Notre époque est le témoin de mutations profondes des formes de la famille, qui atteignent jusqu'à la différenciation, notamment des fonctions de père et de mère. Quels en sont les enjeux, et les effets sur la constitution des symptômes; c'est ce que nous nous proposons d'explorer.
Samedi 28 avril 2007
9h30-11h : Alexandre Stevens, La psychanalyse n'a rien contre l'homoparentalité
Il arrive que des psychologues, parfois même des psychanalystes, deviennent moralistes. Ils disent alors qu'il est nécessaire pour les enfants de disposer d'identifications sexuées claires et que le rôle du père et de la mère doivent rester tels qu'écrit depuis toujours dans l'Oedipe. Mais ces psychologues-là ne voient pas que la société évolue. Rien du point de vue psychanalytique n'objecte à l'homoparentalité, ni une théorie des identifications, ni la nécessaire fonction paternelle. La seule question que la psychanalyse pose à l'homoparentalité : il y a-t-il dans votre couple une altérité radicale ou une tendance au même ?

11h30-13h :  Atelier de lecture sur « Les complexes familiaux » de Jacques Lacan (2ème partie)

14h-16h : Jean-Claude Encalado, Un mariage symptomatique
Il y a une connexion entre l’histoire du mariage et les fonctions du symptôme. Le symptôme traite l’intrusion de la jouissance brute dans le corps, répond à l’absence d’écriture du rapport sexuel, et invente un lien social. L’histoire du mariage (dans le droit romain, le droit canonique, le code civil et le pacs) est elle aussi une innovation, est une élaboration symbolique, juridique, qui, dans un même mouvement, traite la jouissance du corps et invente un lien social.

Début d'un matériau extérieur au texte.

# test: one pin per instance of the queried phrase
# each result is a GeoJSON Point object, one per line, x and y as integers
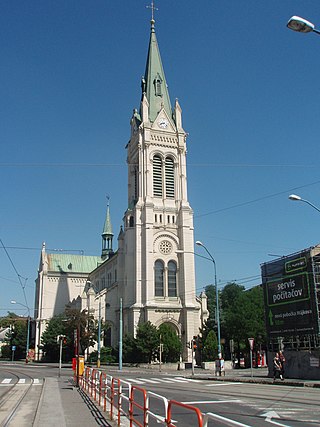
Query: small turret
{"type": "Point", "coordinates": [107, 235]}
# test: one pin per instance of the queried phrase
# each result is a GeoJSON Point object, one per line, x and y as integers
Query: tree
{"type": "Point", "coordinates": [241, 317]}
{"type": "Point", "coordinates": [16, 336]}
{"type": "Point", "coordinates": [85, 324]}
{"type": "Point", "coordinates": [49, 345]}
{"type": "Point", "coordinates": [210, 347]}
{"type": "Point", "coordinates": [171, 343]}
{"type": "Point", "coordinates": [129, 349]}
{"type": "Point", "coordinates": [147, 341]}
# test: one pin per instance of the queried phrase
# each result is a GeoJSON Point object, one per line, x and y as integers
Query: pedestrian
{"type": "Point", "coordinates": [277, 367]}
{"type": "Point", "coordinates": [282, 361]}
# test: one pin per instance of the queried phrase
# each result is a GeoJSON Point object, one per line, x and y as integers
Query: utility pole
{"type": "Point", "coordinates": [160, 353]}
{"type": "Point", "coordinates": [120, 337]}
{"type": "Point", "coordinates": [99, 334]}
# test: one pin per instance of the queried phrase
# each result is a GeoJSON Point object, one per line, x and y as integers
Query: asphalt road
{"type": "Point", "coordinates": [231, 403]}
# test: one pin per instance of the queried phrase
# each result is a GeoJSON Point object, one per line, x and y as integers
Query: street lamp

Quand on considère le mariage sur la longue durée, on constate ceci : le mariage selon le droit romain est un contrat dont l’élément central et dissymétrique est le Paterfamilias ; le mariage selon le droit canonique trouve son fondement dans sa référence à l’Autre divin, et les litiges seront réglés par la juridiction exclusive de l’Eglise. Or, après l’avènement du protestantisme, au XVIème siècle, après l’accroissement de la puissance des juridictions séculières, au XVIIème siècle, après la virulence des attaques des Lumières contre la religion, au XVIIIème siècle, le mariage va être progressivement comme décroché de sa référence canonique à l’Autre divin et de sa référence romaine au Paterfamilias. Ce au point que le mariage civil seul sera considéré comme mariage légitime, tandis que le mariage religieux sera, quant à lui, relégué au statut de fête. Le XXème siècle vérifie les conséquences de décisions prises lors de la Révolution française.

Depuis trente ans, nous assistons à d’autres modifications. Il ne s’agit pas seulement de l’augmentation des divorces, ni de la réduction de la durée des mariages, ni des remariages et des recompositions familiales. Il s’agit de quelque chose d’inédit dans l’histoire des civilisations, et qui touche à ce que Lévi-Strauss appelle la structure de parenté. Il s’agit du mariage homosexuel et des nouvelles pratiques de la conception rendues possibles par la PMA.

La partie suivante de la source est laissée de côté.